Has performing a play about so legendary a performer changed your own views on performance?
Well, there are places in the play where I agree with Miss Callas about, let’s say, the difficulty of what we do as artists, and then there are places where I don’t. What’s happened, in fact, is that I find myself thinking of my mother, who was a great monitor of my work. She came to see me when I was about 32 and was playing an 87-year-old French matriarch and I said, “Well, Mom, what did you think?” and she said, “The only thing I can tell you, Tyne, is ‘Deeper, richer, fuller, better!’”
Those sounds like sentiments with which Maria Callas would concur!
They printed it up on a T-shirt for all of us at the end of the Washington run! [Laughs.]
Presumably Callas’ deep commitment to live performance resonates with you as someone who has embraced the theater after making your name on TV.
They are very different things, movies and TV and the theater. On film, it’s frozen and you do it out of order, so you can’t jump on the train and take the ride, or catch the wave. On the other hand, here we are on Tuesday at the theater and I’m here and whoever comes to the play will be here and we’ll take the trip together, and that’s a very different experience for me from TV or film, where you do it and somebody’s enjoying it someplace at the same time that you may be at home doing the laundry [laughs]. It’s like those arguments kid actors are always having about where “the real work” happens, and the truth is, it happens everywhere, it’s just how you get to it or who has the final say that is different. There’s no doubt that of all three [disciplines], the theater is the one most about the actor.

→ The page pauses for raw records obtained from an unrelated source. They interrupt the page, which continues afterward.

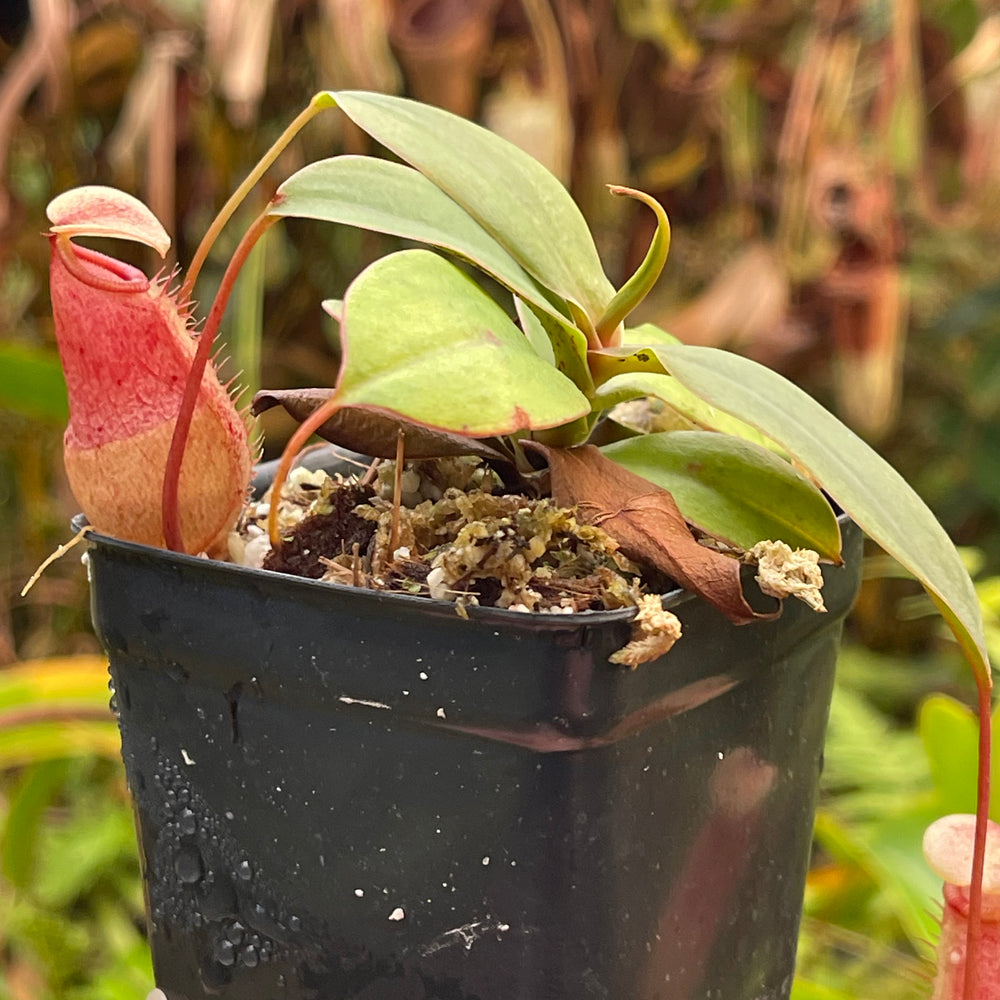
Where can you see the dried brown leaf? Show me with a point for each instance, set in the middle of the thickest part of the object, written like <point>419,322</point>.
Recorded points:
<point>646,522</point>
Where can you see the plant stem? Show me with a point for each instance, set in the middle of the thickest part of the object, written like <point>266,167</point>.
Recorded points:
<point>303,432</point>
<point>638,286</point>
<point>973,939</point>
<point>225,214</point>
<point>175,456</point>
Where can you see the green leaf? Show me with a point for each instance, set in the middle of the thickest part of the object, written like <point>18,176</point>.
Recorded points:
<point>879,500</point>
<point>422,340</point>
<point>523,206</point>
<point>647,333</point>
<point>392,198</point>
<point>32,383</point>
<point>641,283</point>
<point>734,489</point>
<point>632,385</point>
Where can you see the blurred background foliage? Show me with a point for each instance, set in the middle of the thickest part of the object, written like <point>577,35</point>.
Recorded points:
<point>832,172</point>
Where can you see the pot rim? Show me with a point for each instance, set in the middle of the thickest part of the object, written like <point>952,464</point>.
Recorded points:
<point>434,606</point>
<point>672,599</point>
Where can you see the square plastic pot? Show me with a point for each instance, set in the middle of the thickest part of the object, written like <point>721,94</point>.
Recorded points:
<point>347,794</point>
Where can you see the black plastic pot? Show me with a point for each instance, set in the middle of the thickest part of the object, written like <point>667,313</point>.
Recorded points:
<point>345,794</point>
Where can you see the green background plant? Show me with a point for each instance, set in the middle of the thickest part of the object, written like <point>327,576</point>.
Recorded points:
<point>691,105</point>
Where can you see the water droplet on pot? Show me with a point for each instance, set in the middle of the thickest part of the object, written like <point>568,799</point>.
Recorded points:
<point>219,900</point>
<point>187,822</point>
<point>188,865</point>
<point>225,952</point>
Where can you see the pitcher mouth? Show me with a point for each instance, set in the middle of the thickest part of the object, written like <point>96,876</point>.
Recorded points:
<point>97,269</point>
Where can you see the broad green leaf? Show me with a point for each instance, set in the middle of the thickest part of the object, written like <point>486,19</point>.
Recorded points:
<point>392,198</point>
<point>32,383</point>
<point>534,331</point>
<point>734,489</point>
<point>523,206</point>
<point>632,385</point>
<point>879,500</point>
<point>569,349</point>
<point>422,340</point>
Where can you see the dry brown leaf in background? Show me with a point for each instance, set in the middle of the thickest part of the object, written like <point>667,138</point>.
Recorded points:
<point>536,115</point>
<point>40,60</point>
<point>237,39</point>
<point>147,125</point>
<point>441,45</point>
<point>645,521</point>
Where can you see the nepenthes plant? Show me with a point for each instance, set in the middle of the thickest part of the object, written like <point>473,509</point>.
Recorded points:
<point>527,378</point>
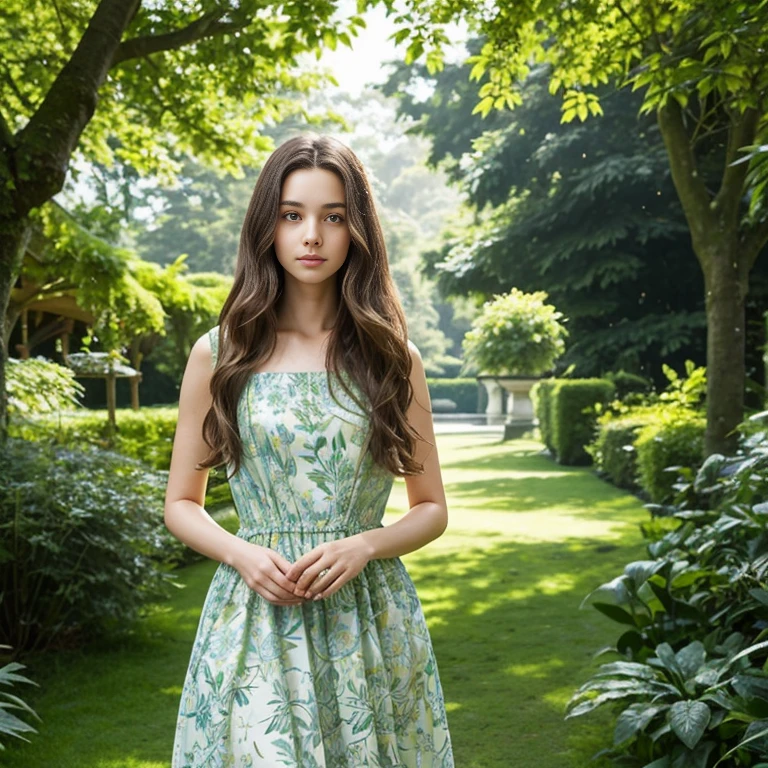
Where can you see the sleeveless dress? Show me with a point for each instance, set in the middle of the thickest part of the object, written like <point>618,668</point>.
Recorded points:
<point>343,682</point>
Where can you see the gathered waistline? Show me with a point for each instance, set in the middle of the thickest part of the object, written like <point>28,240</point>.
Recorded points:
<point>250,530</point>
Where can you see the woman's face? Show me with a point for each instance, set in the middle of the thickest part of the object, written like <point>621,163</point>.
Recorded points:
<point>312,219</point>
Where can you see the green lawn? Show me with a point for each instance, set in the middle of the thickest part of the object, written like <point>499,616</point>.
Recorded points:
<point>527,540</point>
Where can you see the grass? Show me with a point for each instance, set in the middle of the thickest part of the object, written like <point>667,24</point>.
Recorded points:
<point>527,540</point>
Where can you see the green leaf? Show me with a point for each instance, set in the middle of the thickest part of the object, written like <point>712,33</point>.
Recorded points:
<point>616,613</point>
<point>632,720</point>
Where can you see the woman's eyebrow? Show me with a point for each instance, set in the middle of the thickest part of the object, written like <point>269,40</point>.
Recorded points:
<point>296,204</point>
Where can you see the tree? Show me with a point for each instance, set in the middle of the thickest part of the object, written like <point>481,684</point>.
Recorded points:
<point>166,81</point>
<point>701,69</point>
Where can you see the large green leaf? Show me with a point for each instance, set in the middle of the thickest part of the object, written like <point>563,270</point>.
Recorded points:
<point>689,720</point>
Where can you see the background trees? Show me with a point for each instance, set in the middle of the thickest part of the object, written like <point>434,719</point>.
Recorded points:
<point>700,69</point>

Sharon Gless told Broadway.com a few months ago that there was talk of the two of you teaming up on a revival of [McNally’s play] A Perfect Ganesh.
Yes, that’s in the wings for New York, though I’ve also told [the producers] that I may have to go and make some money sometime soon; sorry, but this is real life [laughs]. Luckily, the requests do come in, which is good, and I have not sat and thought, “Oh God, it’s all over!” I found when I moved back to New York from California that I wanted to do new plays. The first one that came was Rabbit Hole and then a new Edward Albee [Me, Myself & I] at the McCarter Theatre in Princeton. Sometimes it works and sometimes it doesn’t. Two days after we finished [Master Class] in New York on Sept. 4, I started rehearsals for a new musical [It Shoulda Been You] in New Jersey, directed by David Hyde Pierce; I did that to refresh my spirit.
Master Class isn't new.
No, but the play is so challenging, really inspiring—and I don’t toss that word around lightly. I still count my night seeing this play with Zoe Caldwell on Broadway as among the five top nights I have ever had in the theater. For some reason, the play and the performance and the production just grabbed me by the vitals.
What does it cost you to do this play eight times a week?
A lot. I’m not in my prime, and the task is real. [Points to the bed in her dressing room] When we’ve finished, Granny’s going to take her nap!